Dem steht auch nicht die Rechtsprechung des Bundesgerichtshofs in seiner Entscheidung vom 04.10.2005 (Az.: VII ZB 21/05) entgegen, die zum damals geltenden § 798 a ZPO ergangen ist. Der Bundesgerichtshof führt hier gerade aus, dass durch die Neufassung des § 1612 a BGB allen minderjährigen Kindern die Möglichkeit eröffnet worden sei, den Unterhalt als Prozentsatz des Regelbetrags nach der Regelbetragsverordnung zu verlangen und eine Begrenzung bis zum Eintritt der Volljährigkeit das Gesetz gerade nicht vorsehe. Der (damals) neu gefasste § 798 a ZPO bestimme nunmehr, dass der nach Eintritt der Volljährigkeit noch zum Unterhalt Verpflichtete gegenüber einem titulierten Anspruch auf Unterhalt i.S.d. § 1612 a BGB nicht einwenden könne, dass eine Minderjährigkeit nicht mehr bestehe. Eine Begrenzung bis zur Volljährigkeit des Kindes sehe § 1612 a BGB gerade nicht vor und solle das minderjährige Kind in die Lage versetzen, den Unterhalt nach § 1612 a BGB auch über den Zeitpunkt der Vollendung des 18. Lebensjahres hinaus geltend zu machen und einen unbefristet tenorierten Titel zu erlangen. Es solle nicht gezwungen sein, sich nach Eintritt der Volljährigkeit einen neuen Titel beschaffen zu müssen (BGH a.a.O. unter Verweis auf die Begründung zum Gesetzesentwurf der Bundesregierung, Bundestagsdrucksache 13/7338 S.23). Auch hieraus folgt, dass das minderjährige Kind einen Anspruch hat, seinen Unterhaltstitel unbefristet über das 18. Lebensjahr hinaus festsetzen zu lassen.

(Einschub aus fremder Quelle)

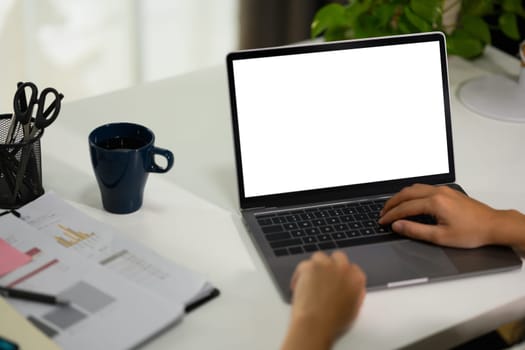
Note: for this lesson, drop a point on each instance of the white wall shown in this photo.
(89, 47)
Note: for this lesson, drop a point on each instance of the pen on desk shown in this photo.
(32, 296)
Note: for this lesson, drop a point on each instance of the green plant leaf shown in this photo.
(430, 10)
(327, 18)
(417, 21)
(384, 14)
(357, 8)
(513, 6)
(508, 24)
(464, 46)
(477, 28)
(477, 7)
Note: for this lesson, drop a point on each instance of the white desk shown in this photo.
(190, 114)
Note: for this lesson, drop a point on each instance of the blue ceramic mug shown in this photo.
(122, 155)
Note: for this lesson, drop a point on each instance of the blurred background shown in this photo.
(89, 47)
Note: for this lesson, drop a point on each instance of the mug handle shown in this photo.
(154, 167)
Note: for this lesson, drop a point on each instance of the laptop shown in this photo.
(325, 133)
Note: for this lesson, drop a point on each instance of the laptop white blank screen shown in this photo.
(335, 118)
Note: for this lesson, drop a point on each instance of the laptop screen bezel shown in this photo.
(348, 191)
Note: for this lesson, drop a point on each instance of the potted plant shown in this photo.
(466, 23)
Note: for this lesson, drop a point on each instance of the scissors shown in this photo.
(24, 108)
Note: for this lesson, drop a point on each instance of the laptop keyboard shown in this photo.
(325, 227)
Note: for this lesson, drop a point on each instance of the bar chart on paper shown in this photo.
(70, 237)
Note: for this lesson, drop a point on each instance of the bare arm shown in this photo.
(327, 294)
(461, 221)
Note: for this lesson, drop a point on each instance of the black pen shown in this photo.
(32, 296)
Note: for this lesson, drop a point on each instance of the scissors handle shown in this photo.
(22, 107)
(44, 118)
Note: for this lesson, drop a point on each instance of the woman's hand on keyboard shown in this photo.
(327, 294)
(460, 220)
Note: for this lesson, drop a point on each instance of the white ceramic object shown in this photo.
(497, 96)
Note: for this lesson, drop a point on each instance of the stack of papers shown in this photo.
(122, 293)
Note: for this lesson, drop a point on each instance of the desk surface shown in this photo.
(190, 115)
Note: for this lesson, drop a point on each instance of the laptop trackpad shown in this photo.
(401, 261)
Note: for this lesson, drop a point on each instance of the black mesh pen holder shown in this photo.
(20, 166)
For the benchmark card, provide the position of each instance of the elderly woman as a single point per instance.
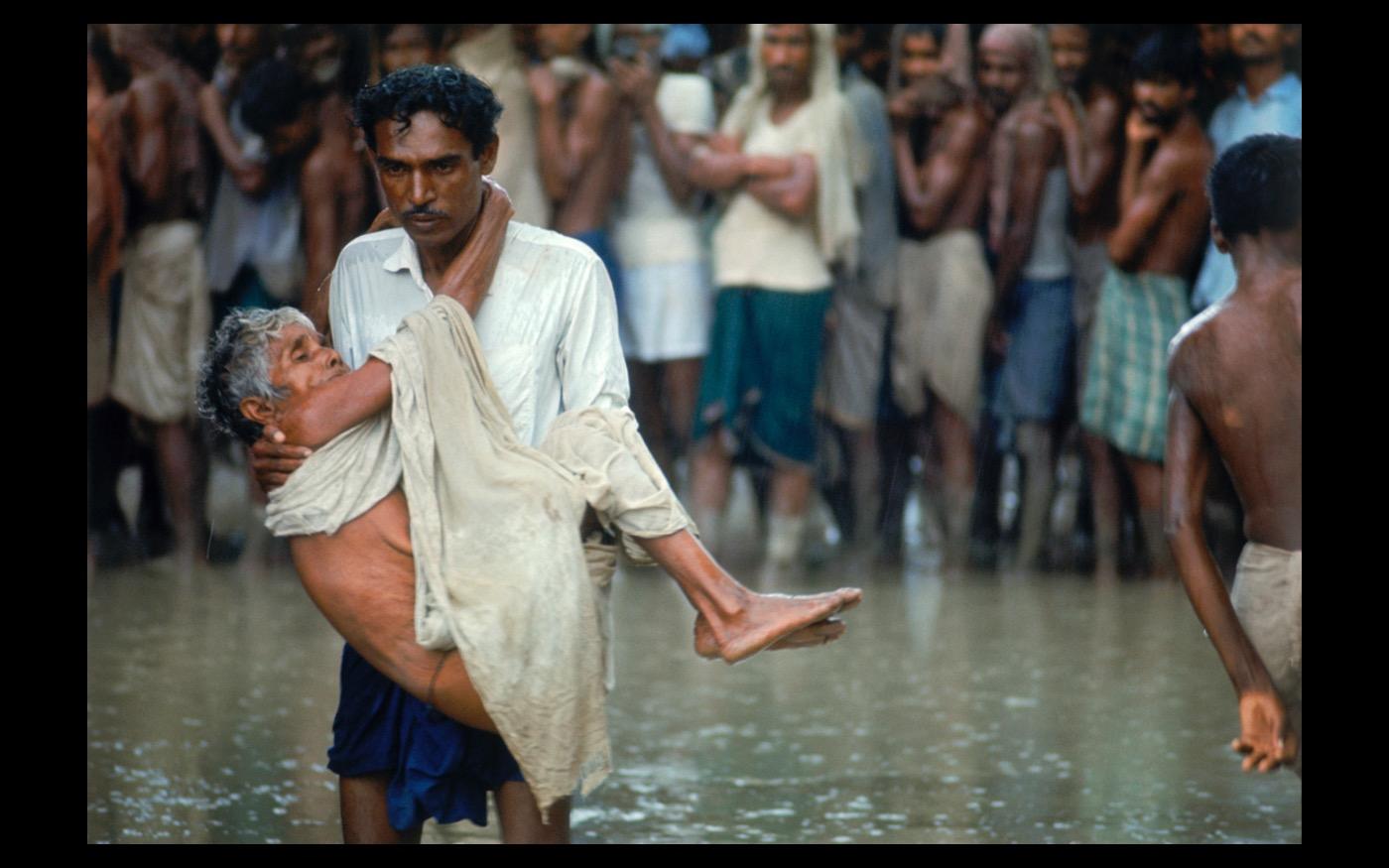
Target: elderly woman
(437, 510)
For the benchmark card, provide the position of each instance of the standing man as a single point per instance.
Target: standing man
(945, 291)
(1268, 100)
(489, 52)
(164, 306)
(1089, 113)
(789, 156)
(1034, 267)
(666, 275)
(1145, 298)
(1236, 386)
(863, 298)
(549, 332)
(583, 149)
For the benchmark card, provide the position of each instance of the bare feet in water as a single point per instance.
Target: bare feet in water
(775, 622)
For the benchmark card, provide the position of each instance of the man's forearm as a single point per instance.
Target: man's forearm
(1201, 579)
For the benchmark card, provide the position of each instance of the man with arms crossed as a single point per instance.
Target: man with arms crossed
(1236, 385)
(549, 333)
(1145, 296)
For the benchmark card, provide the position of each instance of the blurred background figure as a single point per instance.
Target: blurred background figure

Der Umstand, dass zum gegenwärtigen Zeitpunkt nicht klar ist, wie sich die Verhältnisse zum Zeitpunkt der Volljährigkeit darstellen werden, ist gerade kein Argument dafür, dass im Einzelfall eine Befristung gerechtfertigt wäre. Denn es entspricht dem Regelfall, dass zukünftige Entwicklungen gerade nicht vorhergesehen werden können und deswegen bei Erstellung des Titels auch außer Betracht zu bleiben haben.

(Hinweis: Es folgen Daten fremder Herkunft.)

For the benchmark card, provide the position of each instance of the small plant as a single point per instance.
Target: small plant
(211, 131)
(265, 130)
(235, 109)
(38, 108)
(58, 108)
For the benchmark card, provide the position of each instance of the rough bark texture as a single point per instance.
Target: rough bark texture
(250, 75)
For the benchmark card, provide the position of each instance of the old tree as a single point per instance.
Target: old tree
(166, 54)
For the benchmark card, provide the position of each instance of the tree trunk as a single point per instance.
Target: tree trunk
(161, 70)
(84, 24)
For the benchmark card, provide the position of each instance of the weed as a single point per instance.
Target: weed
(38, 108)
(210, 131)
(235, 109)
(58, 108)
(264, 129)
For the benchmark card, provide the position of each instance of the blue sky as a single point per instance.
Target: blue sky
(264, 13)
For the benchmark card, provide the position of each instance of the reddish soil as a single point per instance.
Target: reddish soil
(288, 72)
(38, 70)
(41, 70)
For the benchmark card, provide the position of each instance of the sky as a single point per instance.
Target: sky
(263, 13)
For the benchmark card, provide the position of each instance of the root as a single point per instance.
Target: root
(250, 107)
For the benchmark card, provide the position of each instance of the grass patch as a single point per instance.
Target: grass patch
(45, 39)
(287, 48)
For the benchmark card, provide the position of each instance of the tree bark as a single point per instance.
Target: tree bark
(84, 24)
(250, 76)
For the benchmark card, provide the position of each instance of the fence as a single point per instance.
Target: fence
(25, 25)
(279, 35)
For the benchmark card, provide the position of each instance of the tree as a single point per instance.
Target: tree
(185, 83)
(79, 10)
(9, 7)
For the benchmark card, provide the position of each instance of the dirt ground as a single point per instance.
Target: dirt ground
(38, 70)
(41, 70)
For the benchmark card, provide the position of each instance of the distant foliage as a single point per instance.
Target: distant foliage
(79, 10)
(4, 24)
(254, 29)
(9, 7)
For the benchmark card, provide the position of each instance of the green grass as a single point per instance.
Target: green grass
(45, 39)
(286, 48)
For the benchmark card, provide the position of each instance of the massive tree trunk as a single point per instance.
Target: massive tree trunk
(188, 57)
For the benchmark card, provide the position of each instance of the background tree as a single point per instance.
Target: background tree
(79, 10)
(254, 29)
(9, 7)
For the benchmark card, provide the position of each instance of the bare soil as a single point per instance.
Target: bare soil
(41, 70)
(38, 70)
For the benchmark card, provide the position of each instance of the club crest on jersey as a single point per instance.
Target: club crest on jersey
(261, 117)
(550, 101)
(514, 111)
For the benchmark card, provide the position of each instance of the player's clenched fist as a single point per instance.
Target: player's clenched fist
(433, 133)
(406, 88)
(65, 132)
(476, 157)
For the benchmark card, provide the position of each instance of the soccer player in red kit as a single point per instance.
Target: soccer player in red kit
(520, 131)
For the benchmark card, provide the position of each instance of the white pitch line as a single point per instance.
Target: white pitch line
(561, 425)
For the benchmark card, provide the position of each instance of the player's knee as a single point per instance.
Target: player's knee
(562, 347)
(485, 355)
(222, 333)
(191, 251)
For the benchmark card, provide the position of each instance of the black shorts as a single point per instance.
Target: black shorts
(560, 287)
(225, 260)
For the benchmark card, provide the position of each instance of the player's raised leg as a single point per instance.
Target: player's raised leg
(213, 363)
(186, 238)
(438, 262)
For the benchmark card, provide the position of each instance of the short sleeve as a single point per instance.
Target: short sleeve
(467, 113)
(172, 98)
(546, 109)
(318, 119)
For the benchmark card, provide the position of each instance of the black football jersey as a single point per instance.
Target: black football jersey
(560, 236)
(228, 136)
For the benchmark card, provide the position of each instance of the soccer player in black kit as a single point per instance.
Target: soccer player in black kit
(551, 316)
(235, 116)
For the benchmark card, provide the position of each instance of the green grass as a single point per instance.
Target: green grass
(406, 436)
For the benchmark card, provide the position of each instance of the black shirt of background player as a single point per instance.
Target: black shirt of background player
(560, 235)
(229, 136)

Demzufolge ist gerade im Hinblick auf die tatsächlichen Unsicherheiten ein Titulierungsinteresse und ein Titulierungsanspruch des Antragstellers auf einen unbefristeten Unterhaltstitel gegeben (siehe auch OLG Celle a.a.O.).
Der Senat kommt daher zu dem Ergebnis, dass der Beschluss des Amtsgerichts vom 28.12.2017 der Sach- und Rechtslage entspricht und die Beschwerde des Antragsgegners gegen diesen Beschluss keine Aussicht auf Erfolg hat. Der Senat beabsichtigt daher, die Beschwerde des Antragsgegners kostenpflichtig zurückzuweisen.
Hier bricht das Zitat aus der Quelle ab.